The Weekly #6

This week has an animal theme as we cover AI at Duolingo with their Owl mascot and an update to Meta's Llama.

The Weekly #6

Duolingo’s Lily Becomes Chatty

Personally, this is a really exciting story. We talk a lot about how AI is becoming more and more prevalent in our day-to-day lives, and this is a great example, and I do mean daily. At the time of writing, I’ve logged in to the Duolingo app to learn French for 252 days straight. So it was with some interest that I read this article on Forbes about how Duolingo will be letting their users chat with one of the main characters, Lily, with the help of OpenAI’s GPT-4o model.

This is a really good use case for GenAI. Anyone who has used Duolingo knows that most of the learning is translating from a bunch of text options, with the odd listening and spoken lessons thrown in. This is all well and good, but it’s no substitute for conversing back and forth with a native speaker.

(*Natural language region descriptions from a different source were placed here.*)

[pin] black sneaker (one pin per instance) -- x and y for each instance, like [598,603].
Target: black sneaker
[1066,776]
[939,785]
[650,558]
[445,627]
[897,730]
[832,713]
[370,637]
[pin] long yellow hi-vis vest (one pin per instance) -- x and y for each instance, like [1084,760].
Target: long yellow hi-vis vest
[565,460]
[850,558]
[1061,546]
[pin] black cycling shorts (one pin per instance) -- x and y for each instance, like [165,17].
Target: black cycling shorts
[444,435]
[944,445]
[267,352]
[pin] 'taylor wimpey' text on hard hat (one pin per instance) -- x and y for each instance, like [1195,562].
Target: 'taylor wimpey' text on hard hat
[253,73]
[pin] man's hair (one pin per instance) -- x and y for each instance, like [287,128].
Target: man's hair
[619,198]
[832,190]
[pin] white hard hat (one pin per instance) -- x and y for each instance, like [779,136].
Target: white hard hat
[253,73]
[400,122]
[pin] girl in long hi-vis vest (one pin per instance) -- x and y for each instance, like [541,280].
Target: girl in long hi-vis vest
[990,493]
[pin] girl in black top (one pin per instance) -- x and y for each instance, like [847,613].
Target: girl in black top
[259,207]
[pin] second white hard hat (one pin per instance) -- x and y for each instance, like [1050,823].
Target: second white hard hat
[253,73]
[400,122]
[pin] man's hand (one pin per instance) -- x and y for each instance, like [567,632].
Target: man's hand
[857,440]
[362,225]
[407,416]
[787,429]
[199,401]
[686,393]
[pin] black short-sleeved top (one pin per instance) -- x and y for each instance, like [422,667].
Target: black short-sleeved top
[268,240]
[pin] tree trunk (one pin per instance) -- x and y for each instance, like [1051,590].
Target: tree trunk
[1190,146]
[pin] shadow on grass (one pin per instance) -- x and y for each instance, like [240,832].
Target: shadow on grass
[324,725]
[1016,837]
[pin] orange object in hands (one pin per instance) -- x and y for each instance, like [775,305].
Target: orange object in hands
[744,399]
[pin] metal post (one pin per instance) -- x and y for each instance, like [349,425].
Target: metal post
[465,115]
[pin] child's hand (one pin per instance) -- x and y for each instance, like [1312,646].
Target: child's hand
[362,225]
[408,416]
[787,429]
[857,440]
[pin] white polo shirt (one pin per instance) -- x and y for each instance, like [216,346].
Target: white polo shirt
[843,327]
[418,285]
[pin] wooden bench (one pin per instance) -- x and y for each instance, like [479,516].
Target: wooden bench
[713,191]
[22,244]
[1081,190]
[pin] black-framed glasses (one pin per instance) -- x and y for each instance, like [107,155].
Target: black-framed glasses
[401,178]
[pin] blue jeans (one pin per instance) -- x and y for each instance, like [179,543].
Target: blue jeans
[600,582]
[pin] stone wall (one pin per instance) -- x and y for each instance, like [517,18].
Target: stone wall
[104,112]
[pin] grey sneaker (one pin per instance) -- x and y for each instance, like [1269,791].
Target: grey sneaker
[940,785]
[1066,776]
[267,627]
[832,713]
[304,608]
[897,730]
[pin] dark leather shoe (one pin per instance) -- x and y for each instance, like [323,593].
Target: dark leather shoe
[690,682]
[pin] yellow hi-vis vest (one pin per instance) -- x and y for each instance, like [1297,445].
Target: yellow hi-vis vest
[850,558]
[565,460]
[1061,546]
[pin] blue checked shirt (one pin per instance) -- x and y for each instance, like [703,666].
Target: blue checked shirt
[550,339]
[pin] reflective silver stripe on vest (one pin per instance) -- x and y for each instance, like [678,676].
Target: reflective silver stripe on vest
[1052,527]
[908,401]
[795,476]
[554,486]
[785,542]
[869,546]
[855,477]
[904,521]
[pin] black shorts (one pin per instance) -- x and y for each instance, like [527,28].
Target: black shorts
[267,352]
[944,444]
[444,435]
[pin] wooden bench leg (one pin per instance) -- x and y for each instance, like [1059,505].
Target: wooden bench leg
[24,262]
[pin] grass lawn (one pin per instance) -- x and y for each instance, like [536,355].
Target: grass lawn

I’m yet to try this new feature, but it’s great to see AI being used positively for learning.

Meta Connect 2024 And Their Latest Llama

Last week, Meta held is 11th annual conference, Connect. Whilst there were lots of announcements about more VR headsets, I was more interested in the update of their Large Language Model, Llama 3.2. OpenAI might get more columns inches in the regular press for their ChatGPT models, but Meta’s own models are a very significant part of the current AI boom. According to Meta, Llama 3.1 has been downloaded 350 million times, which is already 10x more than compared to this time last year. On the back of those numbers, you can expect Llama 3.2 to accelerate this even further.

A huge difference between Llama and ChatGPT is that Llama is open-source and can be downloaded and used on your own hardware. This is vital for regulated industries where uploading sensitive data to external servers just isn’t possible. It also allows you to fine-tune the model to fit your use case better, improving accuracy and performance. Llama 3.2 is multimodal, allowing it to understand its environment. This dovetails nicely with Meta’s other products, such as the Quest headset, where they are pushing the development of virtual and mixed reality. Having AI being able to understand the full context of the visuals and text that you are looking at brings huge developments in the usefulness in how it responds. The scope of the use cases this can bring is vast, and I imagine they’ll be some real exciting developments in this area.

That said, if you’re reading this from the UK or an EU country, don’t get too excited because for now, Meta AI is not available here due to uncertainty around regulations. This opens up another whole debate about whether regulation stifles innovation, but that’s not for now.